Daha sonra 1976 yılında Dışişleri Bakanlığının açmış olduğu diplomatik kariyer memurluğu sınavlarında da 14 ‘üncü sırada yer aldım.

Toplam 30 diplomatik kariyer memuru alınmıştı.

Mülakatta 100 üzerinden 100 aldım.

1975-1978 yıllarında Brüksel Başkonsolosluğumuzda görev yaptım.

Belçika, İran, Almanya (2 defa), Polonya, Gürcistan, Ukrayna, ABD (2 defa ) ve Avustralya’daki dış misyonlarımızda müşterek kararnameyle çeşitli diplomatik  ve konsüler görevlerde bulundum.
Görevim süresince 16 tane diplomatik pasaport eskittim.

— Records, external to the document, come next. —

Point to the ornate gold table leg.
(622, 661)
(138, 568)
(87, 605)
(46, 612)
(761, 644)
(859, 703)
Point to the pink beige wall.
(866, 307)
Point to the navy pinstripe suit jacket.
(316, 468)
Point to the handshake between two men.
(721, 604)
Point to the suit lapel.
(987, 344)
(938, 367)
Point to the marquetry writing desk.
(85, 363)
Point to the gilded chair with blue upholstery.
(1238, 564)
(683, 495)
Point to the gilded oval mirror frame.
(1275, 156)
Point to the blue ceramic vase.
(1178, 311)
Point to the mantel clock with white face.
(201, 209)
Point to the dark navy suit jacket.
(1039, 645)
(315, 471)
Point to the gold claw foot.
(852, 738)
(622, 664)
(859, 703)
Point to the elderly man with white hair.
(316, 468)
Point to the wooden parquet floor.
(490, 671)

Ulaştırma Bakanı Prof.Dr. Enis Öksüz ile Dışişleri Bakanı ve Başbakan Yardımcısı Prof.Dr. Şükrü Sina Gürel’in Başdanışmanlığı görevlerinde bulundum.

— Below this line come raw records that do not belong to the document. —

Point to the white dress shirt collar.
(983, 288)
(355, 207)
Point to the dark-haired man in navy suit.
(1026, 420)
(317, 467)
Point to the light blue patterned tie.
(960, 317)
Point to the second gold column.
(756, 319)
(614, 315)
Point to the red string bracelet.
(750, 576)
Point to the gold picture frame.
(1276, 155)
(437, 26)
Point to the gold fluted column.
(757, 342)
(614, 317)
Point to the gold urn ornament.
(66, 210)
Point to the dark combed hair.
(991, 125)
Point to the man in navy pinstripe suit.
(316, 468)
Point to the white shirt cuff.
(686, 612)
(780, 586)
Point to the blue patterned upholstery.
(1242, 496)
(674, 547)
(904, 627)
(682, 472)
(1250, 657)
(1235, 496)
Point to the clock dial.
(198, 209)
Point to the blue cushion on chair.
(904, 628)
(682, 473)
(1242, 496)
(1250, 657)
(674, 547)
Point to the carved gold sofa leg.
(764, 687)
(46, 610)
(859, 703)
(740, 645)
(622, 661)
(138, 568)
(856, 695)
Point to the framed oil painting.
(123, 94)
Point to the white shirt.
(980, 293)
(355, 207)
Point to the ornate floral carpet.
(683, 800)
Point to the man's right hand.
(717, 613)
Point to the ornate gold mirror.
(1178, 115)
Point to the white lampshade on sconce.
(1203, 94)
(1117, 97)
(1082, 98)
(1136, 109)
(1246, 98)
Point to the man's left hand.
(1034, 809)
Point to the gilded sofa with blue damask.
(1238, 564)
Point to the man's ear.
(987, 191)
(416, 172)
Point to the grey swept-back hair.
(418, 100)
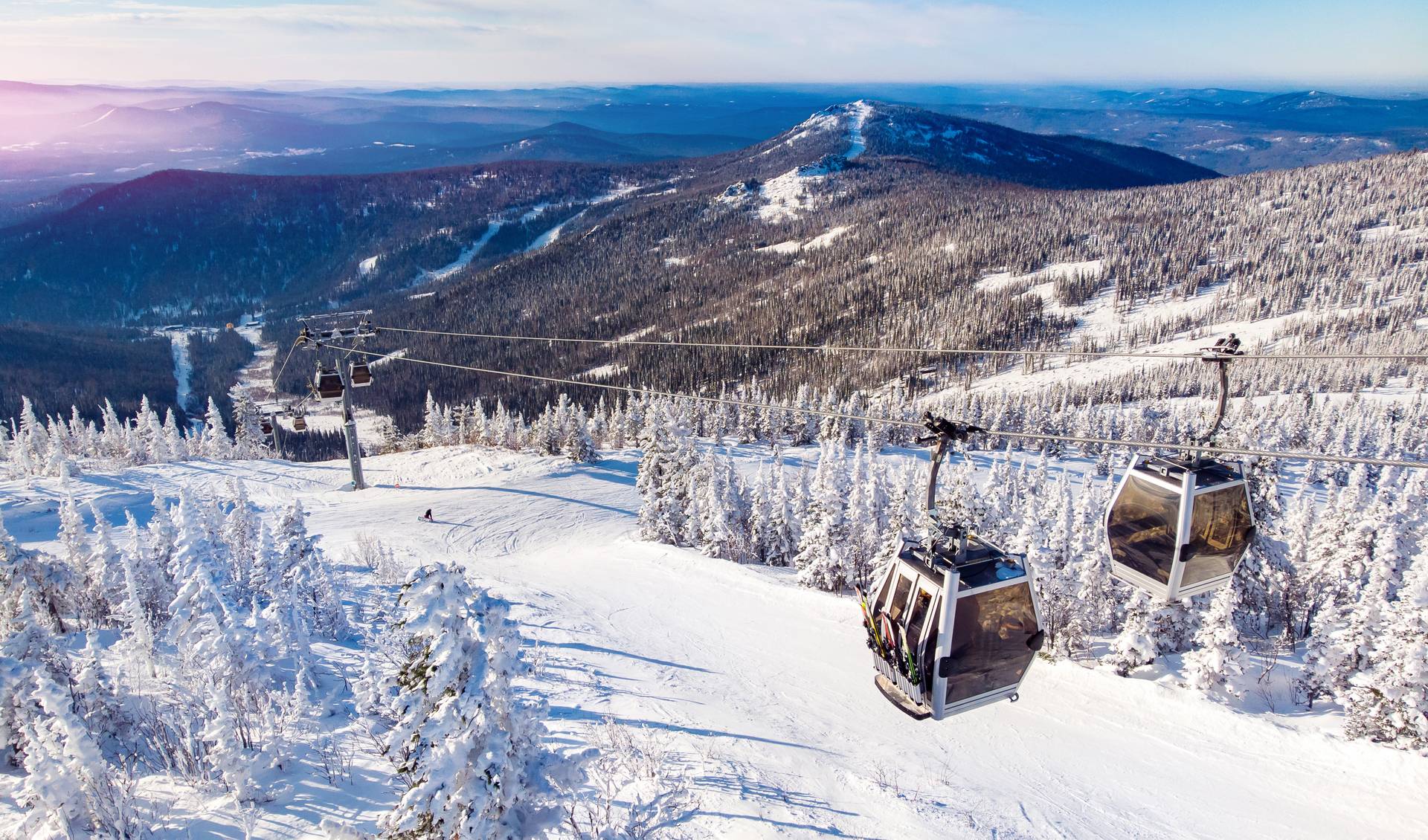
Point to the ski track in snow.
(861, 110)
(768, 686)
(463, 260)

1973-1975 yıllarında Merkez’i Lyon’da bulunan Fransa Türk Öğrenci Birliği’nin Kurucu Başkanlığı görevini ifa ettim.

İyi düzeyde Fransızca bildiğim için Brüksel’de kısa kısa sürede  geniş bir çevre yaptım.

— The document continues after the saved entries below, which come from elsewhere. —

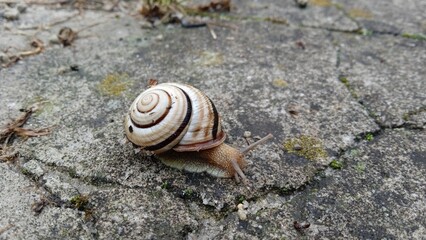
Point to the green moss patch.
(336, 164)
(114, 84)
(306, 146)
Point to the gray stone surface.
(387, 75)
(314, 79)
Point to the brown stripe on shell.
(179, 131)
(156, 121)
(149, 110)
(202, 145)
(216, 120)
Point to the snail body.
(181, 126)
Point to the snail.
(181, 126)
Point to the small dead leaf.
(152, 82)
(215, 6)
(67, 36)
(14, 127)
(300, 226)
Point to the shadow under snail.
(181, 126)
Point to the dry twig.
(15, 127)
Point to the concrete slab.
(305, 82)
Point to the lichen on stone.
(321, 3)
(207, 58)
(360, 13)
(114, 84)
(306, 146)
(280, 83)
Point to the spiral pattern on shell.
(173, 116)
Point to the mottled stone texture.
(338, 81)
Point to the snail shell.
(174, 116)
(181, 125)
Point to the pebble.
(22, 7)
(34, 168)
(297, 147)
(11, 14)
(4, 59)
(53, 39)
(302, 3)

1978’de devrin Dışişleri Bakanı Prof.Dr. Gündüz Ökçün ile Dışişleri Bakanlığı Personel Genel Müdürü Pulat Yüksel Tacar’ın gazabına uğradım ve sağcı olduğum gerekçesiyle o zaman D bölgesinde bir sürgün yeri olarak adlandırılan Rızaiye (Urumiye) Başkonsolosluğumuza tayin edildim.

Aslında Urumiye’ye sürgüne  gönderilmekle farkında olmayarak TALTİF edilmişim.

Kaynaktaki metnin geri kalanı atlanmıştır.